2046 ****
Realização: Wong Kar-Wai. Elenco: Tony Chiu Wai Leung, Gong Li, Takuya Kimura, Faye Wong, Ziyi Zhang, Carina Lau, Chen Chang, Maggie Cheung. Nacionalidade: China / França / Alemanha / Hong Kong, 2004.

Quem viu o filme “Disponível Para Amar” não estranhará a estética de “2046”. Em continuação voltamos a ver o escritor Chow Mo Wan (Tony Chiu Wai Leung), saído de Singapura em fuga do seu passado, mas na sua eterna e paradoxal busca. Reencontra uma velha amiga, Lulu (Carina Lau), que não o reconhece e que está alojada num hotel no quarto 2046 (o mesmo número do quarto onde os personagens de “Disponível Para Amar” tinham os seus encontros). Ele aluga o quarto do lado, e começa a escrever o livro 2046, um espaço/tempo futurista onde se vai em busca das memórias perdidas e de onde ninguém regressa.
O escritor é, ao mesmo tempo, o herói da sua história, o único que toma o comboio de regresso. Talvez, tendo encontrado a memória que procurava, queira agora afastar-se dela e romper com o passado que o prende. A história compõe-se das suas recordações, de várias mulheres que passam na sua vida, da sua ânsia de fazer delas a mulher que perdeu.
Bai Ling (Ziyi Zhang) é amor-paixão, Jing Wen (Faye Wong) o amor-romântico, Su Li Zhen (Gong Li) o amor-cerebral. Cada uma delas tem algo do ideal (uma breve aparição de Maggie Cheung, heroína de “Disponível Para Amar”): a primeira ama, a segunda é amada, a terceira carrega o mesmo nome, Su Li Zhen, e todas evidenciam a sua ausência, mas a dura verdade é que “no amor não há substitutos”.
“2046” fala da ausência, da solidão, do tempo, das recordações, de arrependimentos, do “amor como uma questão de oportunidade” onde “de nada vale encontrar a pessoa certa antes ou depois da hora certa”. Wong Kar-Wai cria um espaço mental pleno de sombras, sonhos e esperanças perdidas. O erotismo delicado de “Disponível Para Amar” é aqui substituído por cenas mais explícitas, sensuais mas carregadas de desespero.

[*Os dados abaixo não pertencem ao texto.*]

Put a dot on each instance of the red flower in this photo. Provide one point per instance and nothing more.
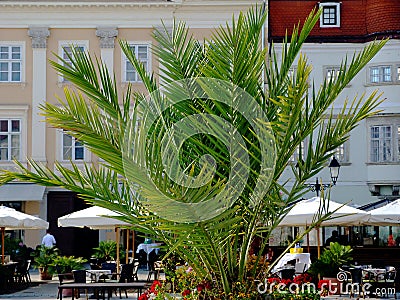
(302, 278)
(207, 285)
(274, 279)
(153, 288)
(143, 296)
(324, 284)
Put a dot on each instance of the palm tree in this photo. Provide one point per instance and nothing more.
(157, 148)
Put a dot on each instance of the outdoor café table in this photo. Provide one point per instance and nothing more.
(299, 257)
(373, 274)
(103, 286)
(95, 274)
(148, 248)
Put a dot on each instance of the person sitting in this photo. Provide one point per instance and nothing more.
(333, 238)
(49, 240)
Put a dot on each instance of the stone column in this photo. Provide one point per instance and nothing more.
(107, 37)
(39, 37)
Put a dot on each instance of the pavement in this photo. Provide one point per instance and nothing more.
(48, 289)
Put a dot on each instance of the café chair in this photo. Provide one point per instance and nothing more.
(80, 277)
(126, 275)
(22, 272)
(155, 269)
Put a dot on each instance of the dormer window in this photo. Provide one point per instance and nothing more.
(330, 16)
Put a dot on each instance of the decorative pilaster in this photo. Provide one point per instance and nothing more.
(107, 36)
(39, 36)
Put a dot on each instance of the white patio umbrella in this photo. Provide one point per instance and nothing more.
(12, 219)
(386, 215)
(94, 217)
(304, 213)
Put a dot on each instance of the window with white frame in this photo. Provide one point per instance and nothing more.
(298, 154)
(398, 142)
(65, 50)
(342, 152)
(330, 16)
(10, 139)
(142, 53)
(72, 149)
(332, 73)
(381, 143)
(380, 74)
(11, 63)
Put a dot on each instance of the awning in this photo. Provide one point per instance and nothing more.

Como numa dança, o nosso olhar deixa-se levar pelo movimento de objectos, de luzes e cores. Espelhos, vidros, portas, paredes velhas, vestidos deslumbrantes, batons vermelhos, contrastam com cenários altamente tecnológicos. Tudo se conjuga para uma experiência visual, mais do que para uma história. A música insiste também em desempenhar o seu importante papel emoldurando este quadro, e Nat King Cole volta a marcar o seu momento.
Fica-nos a sensação de que, mais do que dizer algo de novo face ao seu precedente, este filme foi motivado pela mesma ânsia que a do seu personagem, ou seja, Wong Kar-Wai não se conseguiu despedir do seu passado. Teve que ir a “2046”, encontrar a sua memória de “Disponível Para Amar”, e regressar de novo. Talvez este adeus lhe permita um recomeço. Eu, pelo menos, vou exigir ser surpreendida da próxima vez.
CITAÇÕES:
“Todos os que vão a 2046 tâm o mesmo objectivo. Recuperar as suas memórias perdidas. Porque em 2046 nada muda. Ninguém pode ter a certeza de que isto é verdade. Porque de todos os que para lá foram... ninguém regressou. Excepto eu. Porque eu preciso de mudar.”
“Quando não aceitamos uma resposta negativa há sempre uma hipótese de conseguirmos o que queremos.”